The operation comes as a “serious warning,” the IRGC said, adding that the response was intended to demonstrate that any aggression against Iran would be met with retaliation, warning that any repeat attack would provoke “a more decisive response.”
“The responsibility for the consequences lies with the aggressor,” the statement added.
At the same time, the Kuwaiti military confirmed that “air defense systems are confronting missile and drone attacks.”
During the war, Iran repeatedly warned that any US military base used to launch attacks against its territory would be considered a legitimate target, stressing that while it maintains friendly relations with neighboring countries, it would not hesitate to strike the source of any aggression.
US attacks Bandar Abbas
This comes after the US military targeted the “scorched earth” areas surrounding the city of Bandar Abbas, as explosions were heard across the area without any reported casualties or material damage, according to an Iranian military source cited by Tasnim News Agency.
Shortly after, Iranian media outlets reported hearing three explosions east of Bandar Abbas, with air defense systems activated.
Meanwhile, Reuters quoted a US official as saying that the US military had carried out fresh strikes on an Iranian military site near the Strait of Hormuz and allegedly intercepted several Iranian drones that were deemed “a threat to US forces.”
Similarly, on Monday, the US launched an aggression on alleged missile sites in southern Iran and targeted boats allegedly attempting to lay naval mines in the area, according to the US Central Command.
US tanker forced to retreat from Hormuz following Iranian intervention
In a related escalation, a US oil tanker attempted to cross the Strait of Hormuz overnight after disabling its radar system, but was forced to retreat after the Iranian navy responded swiftly and opened fire on the vessel, Tasnim reported, citing an Iranian military source.

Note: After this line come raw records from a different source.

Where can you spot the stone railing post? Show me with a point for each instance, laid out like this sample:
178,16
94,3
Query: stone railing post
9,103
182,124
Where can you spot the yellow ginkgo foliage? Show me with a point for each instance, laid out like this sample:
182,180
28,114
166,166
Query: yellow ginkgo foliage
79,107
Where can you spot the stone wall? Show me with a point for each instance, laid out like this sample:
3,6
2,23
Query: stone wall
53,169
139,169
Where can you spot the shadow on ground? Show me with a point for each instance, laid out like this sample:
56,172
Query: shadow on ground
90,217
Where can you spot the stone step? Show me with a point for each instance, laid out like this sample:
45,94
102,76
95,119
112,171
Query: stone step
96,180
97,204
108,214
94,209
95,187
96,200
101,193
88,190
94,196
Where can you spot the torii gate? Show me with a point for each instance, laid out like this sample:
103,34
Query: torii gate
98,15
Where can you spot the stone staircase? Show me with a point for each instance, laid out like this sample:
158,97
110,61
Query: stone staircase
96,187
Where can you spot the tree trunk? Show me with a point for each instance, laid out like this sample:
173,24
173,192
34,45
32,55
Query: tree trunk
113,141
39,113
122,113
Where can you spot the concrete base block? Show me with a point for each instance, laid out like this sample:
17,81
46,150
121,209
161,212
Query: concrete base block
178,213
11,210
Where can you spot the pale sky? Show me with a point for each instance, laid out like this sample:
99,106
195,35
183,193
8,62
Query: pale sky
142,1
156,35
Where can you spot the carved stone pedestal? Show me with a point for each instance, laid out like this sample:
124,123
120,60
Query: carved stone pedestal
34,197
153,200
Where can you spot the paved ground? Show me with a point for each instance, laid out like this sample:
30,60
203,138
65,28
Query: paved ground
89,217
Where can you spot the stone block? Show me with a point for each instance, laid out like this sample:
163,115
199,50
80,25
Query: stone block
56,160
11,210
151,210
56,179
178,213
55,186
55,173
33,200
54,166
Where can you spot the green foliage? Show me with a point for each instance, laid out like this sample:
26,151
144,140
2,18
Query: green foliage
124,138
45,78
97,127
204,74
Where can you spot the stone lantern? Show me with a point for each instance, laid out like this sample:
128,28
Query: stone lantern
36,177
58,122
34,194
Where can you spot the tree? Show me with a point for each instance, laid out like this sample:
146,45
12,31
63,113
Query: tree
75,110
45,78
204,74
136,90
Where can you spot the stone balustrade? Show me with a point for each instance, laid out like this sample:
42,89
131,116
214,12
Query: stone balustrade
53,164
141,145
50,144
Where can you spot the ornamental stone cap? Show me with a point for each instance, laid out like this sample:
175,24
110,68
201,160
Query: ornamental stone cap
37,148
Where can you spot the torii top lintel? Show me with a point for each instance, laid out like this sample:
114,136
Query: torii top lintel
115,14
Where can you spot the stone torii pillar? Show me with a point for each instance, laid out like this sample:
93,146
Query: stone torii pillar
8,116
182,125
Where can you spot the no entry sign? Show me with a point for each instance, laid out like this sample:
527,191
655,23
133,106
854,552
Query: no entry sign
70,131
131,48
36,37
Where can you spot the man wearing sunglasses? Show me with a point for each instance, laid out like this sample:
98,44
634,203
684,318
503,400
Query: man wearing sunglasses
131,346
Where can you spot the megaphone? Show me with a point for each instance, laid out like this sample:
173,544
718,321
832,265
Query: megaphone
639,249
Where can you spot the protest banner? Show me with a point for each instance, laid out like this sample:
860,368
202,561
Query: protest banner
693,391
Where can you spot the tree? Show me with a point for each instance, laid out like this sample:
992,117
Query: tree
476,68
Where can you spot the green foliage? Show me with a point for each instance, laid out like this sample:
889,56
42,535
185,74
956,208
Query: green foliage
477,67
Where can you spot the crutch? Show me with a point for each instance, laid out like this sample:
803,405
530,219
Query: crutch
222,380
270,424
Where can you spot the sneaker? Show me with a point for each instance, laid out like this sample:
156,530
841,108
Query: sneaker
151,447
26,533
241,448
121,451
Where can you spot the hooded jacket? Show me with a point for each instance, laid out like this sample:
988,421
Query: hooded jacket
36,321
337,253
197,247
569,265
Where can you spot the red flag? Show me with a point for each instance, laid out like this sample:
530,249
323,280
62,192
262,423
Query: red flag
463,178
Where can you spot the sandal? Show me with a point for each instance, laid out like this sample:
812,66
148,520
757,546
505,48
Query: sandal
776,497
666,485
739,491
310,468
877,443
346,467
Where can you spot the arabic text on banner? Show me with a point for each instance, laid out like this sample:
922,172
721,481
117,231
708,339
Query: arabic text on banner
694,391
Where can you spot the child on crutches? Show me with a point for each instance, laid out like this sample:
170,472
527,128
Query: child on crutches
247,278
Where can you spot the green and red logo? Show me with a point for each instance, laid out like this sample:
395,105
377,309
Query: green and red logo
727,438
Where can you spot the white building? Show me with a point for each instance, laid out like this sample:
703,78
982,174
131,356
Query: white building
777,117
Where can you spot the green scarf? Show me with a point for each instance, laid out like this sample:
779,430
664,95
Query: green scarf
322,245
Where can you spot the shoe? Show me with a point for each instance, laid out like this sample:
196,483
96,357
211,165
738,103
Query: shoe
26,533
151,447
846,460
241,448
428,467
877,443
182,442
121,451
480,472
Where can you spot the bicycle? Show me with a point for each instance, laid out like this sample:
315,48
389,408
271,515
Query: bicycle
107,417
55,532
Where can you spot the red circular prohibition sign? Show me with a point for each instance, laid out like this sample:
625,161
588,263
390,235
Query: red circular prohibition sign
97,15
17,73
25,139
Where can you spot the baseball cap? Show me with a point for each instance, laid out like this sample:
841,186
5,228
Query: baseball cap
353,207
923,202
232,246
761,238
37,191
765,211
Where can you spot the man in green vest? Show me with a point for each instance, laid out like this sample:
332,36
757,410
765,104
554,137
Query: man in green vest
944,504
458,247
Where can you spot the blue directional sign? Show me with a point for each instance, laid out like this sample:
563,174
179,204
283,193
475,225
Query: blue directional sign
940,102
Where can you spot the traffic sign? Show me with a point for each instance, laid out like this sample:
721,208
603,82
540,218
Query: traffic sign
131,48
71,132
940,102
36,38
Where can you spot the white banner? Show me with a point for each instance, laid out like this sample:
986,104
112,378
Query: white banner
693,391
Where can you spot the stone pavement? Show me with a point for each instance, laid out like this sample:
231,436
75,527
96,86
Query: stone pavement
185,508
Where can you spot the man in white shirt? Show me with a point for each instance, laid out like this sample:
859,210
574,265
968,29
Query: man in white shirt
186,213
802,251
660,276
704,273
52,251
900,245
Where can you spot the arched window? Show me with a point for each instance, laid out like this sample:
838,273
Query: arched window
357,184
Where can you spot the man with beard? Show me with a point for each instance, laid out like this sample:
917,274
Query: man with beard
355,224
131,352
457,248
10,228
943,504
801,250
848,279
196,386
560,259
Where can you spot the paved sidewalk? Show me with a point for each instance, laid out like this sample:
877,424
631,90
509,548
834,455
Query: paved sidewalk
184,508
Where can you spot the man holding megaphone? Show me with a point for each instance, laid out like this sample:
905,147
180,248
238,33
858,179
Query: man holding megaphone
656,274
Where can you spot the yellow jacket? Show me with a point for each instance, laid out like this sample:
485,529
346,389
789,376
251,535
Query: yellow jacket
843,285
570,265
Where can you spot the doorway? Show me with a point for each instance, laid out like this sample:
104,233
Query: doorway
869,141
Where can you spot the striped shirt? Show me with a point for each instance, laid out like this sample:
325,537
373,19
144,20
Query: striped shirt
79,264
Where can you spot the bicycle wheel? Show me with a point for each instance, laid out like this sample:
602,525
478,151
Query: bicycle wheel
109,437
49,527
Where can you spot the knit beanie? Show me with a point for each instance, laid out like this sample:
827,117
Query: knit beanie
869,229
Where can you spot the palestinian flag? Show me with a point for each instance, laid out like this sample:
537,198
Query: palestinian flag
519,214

Washington’s continued violations have raised fresh concerns over the stability of the current ceasefire and prospects for a broader regional agreement, with the US yet again bombing Iran in the middle of talks.
Just yesterday, Tasnim reported that progress has been made in talks, particularly on the release of Iran’s frozen assets in Qatar. However, reaching a final formulation of the memorandum of understanding between Washington and Tehran requires resolving outstanding differences, as per the same sources.
They emphasized that the mechanism for announcing the memorandum must be joint, warning that any unilateral announcement by the United States could be “not entirely accurate.”
The initial framework of the proposed understanding includes ending the aggression on all fronts, releasing Iran’s frozen assets, lifting the maritime blockade, and reopening the Strait of Hormuz.
The sources further indicated that, following the implementation of this initial phase, a 60-day negotiation period, extendable, would be allocated to address Iran’s nuclear file.